Schema Evolution

Schema Evolution is an important aspect of data management. Similar to how APIs evolve and need to be compatible with all applications that rely on older or newer API versions, schemas also evolve, and likewise need to be compatible with all applications that rely on older or newer schema versions.

Problem

How can I restructure or add new information to an event, ideally in a way that ensures Schema Compatibility?

Solution

schema-evolution

One approach in evolving a schema is to evolve the schema "in place" (as illustrated above). In this approach, a stream can contain events that use new and previous schema versions. The schema compatibility checks then ensure that Event Processing Applications and Event Sinks can read schemas in both formats.

schema-evolution

Another approach is to perform dual schema upgrades, also known as creating versioned streams (illustrated above). This approach is especially useful when you need to introduce breaking changes into a stream's schema(s) and the new schema will be incompatible with the previous schema. Here, Event Sources write to two streams:

  1. One stream that uses the previous schema version, such as payments-v1.
  2. Another stream that uses the new schema version, such as payments-v2.

Event Processing Applications and Event Sinks then each consume from the stream that uses the schema version with which they are compatible. After upgrading all consumers to the new schema version, you can retire the stream that uses the old schema version.

Implementation

For "in-place" schema evolution, an Event Stream has multiple versions of the same schema, and the different versions are compatible with each other. For example, if a field is removed, then a consumer that was developed to process events without this field will be able to process events that were written with the old schema and contain the field; the consumer will simply ignore that field. In this case, if the original schema was as follows:

{"namespace": "io.confluent.examples.client",
 "type": "record",
 "name": "Event",
 "fields": [
     {"name": "field1", "type": "boolean", "default": true},
     {"name": "field2", "type": "string"}
 ]
}

Then we could modify the schema to omit field2, as shown below, and the event stream would then have a mix of both schema types. If new consumers process events written with the old schema, these consumers would ignore field2.

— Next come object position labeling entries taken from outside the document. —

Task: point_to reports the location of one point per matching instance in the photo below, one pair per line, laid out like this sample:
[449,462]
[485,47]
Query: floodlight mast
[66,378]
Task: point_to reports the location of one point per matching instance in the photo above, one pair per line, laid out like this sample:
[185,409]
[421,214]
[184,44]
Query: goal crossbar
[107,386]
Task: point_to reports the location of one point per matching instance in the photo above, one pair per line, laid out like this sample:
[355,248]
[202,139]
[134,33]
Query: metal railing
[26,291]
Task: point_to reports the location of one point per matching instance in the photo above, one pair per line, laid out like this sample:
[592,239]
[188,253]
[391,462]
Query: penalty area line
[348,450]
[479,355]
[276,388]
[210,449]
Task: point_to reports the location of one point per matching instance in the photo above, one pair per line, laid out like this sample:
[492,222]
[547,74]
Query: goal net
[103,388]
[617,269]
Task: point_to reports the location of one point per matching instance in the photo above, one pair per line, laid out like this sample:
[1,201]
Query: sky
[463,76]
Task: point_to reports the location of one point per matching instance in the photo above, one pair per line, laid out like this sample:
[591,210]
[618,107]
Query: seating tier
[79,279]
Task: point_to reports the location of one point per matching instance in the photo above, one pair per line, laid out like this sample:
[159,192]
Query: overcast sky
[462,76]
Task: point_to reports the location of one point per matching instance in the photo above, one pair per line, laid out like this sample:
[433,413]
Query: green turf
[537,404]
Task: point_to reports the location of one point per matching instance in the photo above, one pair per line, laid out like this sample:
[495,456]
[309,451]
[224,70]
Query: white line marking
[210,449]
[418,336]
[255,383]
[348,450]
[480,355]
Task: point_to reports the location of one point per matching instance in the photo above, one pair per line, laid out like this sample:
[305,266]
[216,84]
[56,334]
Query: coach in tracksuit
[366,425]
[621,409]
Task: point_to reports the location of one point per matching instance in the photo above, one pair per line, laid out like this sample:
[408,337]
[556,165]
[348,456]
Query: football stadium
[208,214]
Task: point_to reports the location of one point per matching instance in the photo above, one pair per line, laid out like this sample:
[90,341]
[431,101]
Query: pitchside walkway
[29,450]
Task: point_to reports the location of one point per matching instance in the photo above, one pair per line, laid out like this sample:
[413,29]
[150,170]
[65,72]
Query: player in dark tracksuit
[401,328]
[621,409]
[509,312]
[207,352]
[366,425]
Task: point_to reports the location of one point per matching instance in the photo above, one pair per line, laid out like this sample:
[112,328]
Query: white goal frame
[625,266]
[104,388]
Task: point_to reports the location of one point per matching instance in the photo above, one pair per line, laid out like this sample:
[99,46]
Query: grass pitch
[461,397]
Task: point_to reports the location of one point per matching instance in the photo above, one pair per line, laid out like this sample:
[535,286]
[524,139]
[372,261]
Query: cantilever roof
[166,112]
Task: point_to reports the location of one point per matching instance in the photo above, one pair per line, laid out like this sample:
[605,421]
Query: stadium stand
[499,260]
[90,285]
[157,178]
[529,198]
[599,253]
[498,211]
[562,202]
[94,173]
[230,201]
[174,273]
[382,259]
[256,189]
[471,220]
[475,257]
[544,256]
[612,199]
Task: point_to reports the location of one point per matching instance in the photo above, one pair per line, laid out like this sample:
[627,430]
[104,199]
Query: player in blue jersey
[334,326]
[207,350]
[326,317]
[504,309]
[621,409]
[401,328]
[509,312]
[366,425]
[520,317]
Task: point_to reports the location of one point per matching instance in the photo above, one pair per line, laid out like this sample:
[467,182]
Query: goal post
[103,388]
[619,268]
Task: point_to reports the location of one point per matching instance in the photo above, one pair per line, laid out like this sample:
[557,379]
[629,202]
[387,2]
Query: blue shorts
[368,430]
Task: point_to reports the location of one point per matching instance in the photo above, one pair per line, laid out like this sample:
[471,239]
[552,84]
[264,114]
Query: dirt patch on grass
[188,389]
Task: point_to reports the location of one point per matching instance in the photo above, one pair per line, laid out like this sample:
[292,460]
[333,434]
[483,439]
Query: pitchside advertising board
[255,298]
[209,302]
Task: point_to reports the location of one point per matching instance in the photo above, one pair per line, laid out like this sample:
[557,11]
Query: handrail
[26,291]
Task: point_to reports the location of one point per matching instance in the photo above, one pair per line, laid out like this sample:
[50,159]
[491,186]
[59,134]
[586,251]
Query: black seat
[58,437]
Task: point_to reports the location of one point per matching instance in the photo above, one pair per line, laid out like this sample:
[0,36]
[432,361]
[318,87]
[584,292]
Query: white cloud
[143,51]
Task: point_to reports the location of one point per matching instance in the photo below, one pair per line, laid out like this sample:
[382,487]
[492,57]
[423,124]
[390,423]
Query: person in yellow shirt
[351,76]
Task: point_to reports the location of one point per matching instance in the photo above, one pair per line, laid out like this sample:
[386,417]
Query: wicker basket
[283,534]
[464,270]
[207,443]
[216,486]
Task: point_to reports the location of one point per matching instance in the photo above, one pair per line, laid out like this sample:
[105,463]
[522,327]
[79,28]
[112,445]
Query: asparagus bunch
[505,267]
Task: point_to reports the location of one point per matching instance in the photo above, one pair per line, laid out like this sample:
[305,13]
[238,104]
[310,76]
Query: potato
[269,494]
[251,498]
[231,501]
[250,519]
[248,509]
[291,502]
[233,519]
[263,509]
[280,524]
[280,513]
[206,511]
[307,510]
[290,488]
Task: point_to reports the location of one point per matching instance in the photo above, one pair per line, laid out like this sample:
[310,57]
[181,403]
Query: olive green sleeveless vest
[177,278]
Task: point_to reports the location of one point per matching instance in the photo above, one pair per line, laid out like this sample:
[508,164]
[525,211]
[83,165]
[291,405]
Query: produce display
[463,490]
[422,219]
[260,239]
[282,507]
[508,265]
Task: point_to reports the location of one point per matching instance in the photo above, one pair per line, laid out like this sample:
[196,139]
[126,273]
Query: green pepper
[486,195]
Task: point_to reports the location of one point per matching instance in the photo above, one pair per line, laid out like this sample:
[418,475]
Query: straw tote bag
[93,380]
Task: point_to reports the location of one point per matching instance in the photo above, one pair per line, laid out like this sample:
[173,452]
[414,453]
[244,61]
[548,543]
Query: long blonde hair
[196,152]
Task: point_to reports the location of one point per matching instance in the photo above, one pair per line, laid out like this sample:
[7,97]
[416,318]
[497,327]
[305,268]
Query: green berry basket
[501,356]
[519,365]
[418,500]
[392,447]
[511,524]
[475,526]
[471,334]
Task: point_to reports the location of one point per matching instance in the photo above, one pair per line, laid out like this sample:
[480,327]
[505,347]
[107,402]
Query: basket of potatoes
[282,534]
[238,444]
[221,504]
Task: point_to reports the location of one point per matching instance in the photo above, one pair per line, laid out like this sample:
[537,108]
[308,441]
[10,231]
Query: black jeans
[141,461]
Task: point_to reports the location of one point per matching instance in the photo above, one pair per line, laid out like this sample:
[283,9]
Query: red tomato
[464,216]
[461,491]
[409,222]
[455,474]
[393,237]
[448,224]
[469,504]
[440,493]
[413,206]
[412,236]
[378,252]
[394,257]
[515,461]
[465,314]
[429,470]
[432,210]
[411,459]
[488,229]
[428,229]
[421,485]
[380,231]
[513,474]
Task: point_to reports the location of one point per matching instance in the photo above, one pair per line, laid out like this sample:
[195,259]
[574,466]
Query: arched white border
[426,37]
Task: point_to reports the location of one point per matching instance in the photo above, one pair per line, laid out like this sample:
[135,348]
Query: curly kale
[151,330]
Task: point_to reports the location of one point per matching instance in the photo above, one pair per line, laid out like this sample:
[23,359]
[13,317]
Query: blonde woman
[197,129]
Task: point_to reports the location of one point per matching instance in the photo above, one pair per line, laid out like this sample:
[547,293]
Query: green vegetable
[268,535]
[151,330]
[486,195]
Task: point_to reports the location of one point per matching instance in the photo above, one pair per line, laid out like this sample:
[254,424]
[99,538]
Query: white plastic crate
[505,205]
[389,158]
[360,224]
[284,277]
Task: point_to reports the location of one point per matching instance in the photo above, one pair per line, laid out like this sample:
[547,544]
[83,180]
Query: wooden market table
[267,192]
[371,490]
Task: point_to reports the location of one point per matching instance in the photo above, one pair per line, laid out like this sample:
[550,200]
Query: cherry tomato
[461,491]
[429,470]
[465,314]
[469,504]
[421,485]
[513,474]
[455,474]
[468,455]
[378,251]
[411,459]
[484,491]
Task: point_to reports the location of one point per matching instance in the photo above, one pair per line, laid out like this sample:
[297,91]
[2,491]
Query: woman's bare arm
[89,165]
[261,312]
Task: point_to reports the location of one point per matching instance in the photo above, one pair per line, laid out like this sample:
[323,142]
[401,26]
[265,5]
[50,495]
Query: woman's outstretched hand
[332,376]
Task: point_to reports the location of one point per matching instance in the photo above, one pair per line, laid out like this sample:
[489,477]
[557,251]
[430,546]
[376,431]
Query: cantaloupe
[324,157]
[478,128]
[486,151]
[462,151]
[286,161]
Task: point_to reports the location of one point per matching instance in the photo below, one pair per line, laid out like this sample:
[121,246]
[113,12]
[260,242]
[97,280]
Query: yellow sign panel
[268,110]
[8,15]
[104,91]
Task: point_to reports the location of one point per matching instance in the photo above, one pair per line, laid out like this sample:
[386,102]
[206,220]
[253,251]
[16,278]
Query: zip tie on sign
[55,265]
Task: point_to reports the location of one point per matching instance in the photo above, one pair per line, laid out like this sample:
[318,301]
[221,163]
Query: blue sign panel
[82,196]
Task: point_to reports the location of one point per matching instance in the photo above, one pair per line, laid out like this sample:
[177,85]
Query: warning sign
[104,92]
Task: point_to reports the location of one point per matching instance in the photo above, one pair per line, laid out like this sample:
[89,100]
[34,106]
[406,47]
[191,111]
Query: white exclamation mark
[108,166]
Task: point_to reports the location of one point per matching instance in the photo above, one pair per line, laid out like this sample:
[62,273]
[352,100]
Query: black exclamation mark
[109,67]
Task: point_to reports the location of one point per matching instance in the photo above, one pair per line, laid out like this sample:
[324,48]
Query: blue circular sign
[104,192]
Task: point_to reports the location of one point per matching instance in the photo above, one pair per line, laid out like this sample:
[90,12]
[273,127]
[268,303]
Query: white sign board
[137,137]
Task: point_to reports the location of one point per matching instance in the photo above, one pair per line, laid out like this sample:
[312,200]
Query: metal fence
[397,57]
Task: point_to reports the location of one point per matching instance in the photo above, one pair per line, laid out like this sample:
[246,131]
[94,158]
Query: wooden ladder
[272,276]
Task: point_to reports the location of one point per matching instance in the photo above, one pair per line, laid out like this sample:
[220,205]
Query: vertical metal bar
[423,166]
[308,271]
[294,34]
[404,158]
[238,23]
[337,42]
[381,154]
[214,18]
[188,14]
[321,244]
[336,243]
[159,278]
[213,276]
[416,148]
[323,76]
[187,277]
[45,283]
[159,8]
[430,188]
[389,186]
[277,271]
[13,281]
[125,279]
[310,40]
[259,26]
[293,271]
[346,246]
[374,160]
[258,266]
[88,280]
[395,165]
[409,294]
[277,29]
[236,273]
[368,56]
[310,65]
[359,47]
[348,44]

{"namespace": "io.confluent.examples.client",
 "type": "record",
 "name": "Event",
 "fields": [
     {"name": "field1", "type": "boolean", "default": true}
 ]
}

Dual schema upgrades involve breaking changes, so the processing flow needs to be more explicit: clients must only write to and read from the Event Stream that corresponds to the schema that they can process. For example, an application that can process a v1 schema would read from one stream:

CREATE STREAM payments-v1 (transaction_id BIGINT, username VARCHAR)
    WITH (kafka_topic='payments-v1');

And an application that can process a v2 schema would read from another stream:

CREATE STREAM payments-v2 (transaction_id BIGINT, store_id VARCHAR)
    WITH (kafka_topic='payments-v2');

Considerations

Follow Schema Compatibility rules to determine which schema changes are compatible and which are breaking changes.

References

  • See also the Event Serializer pattern, in which we encode events so that they can be written to disk, transferred across the network, and generally preserved for future readers
  • See also the Schema-on-Read pattern, which enables the reader of events to determine which schema to apply to the Event that the reader is processing.
  • Schema evolution and compatibility covers backward compatibility, forward compatibility, and full compatibility.
  • Working with schemas covers how to create schemas, edit them, and compare versions.
  • The Schema Registry Maven Plugin allows you to test for schema compatibility during the development cycle.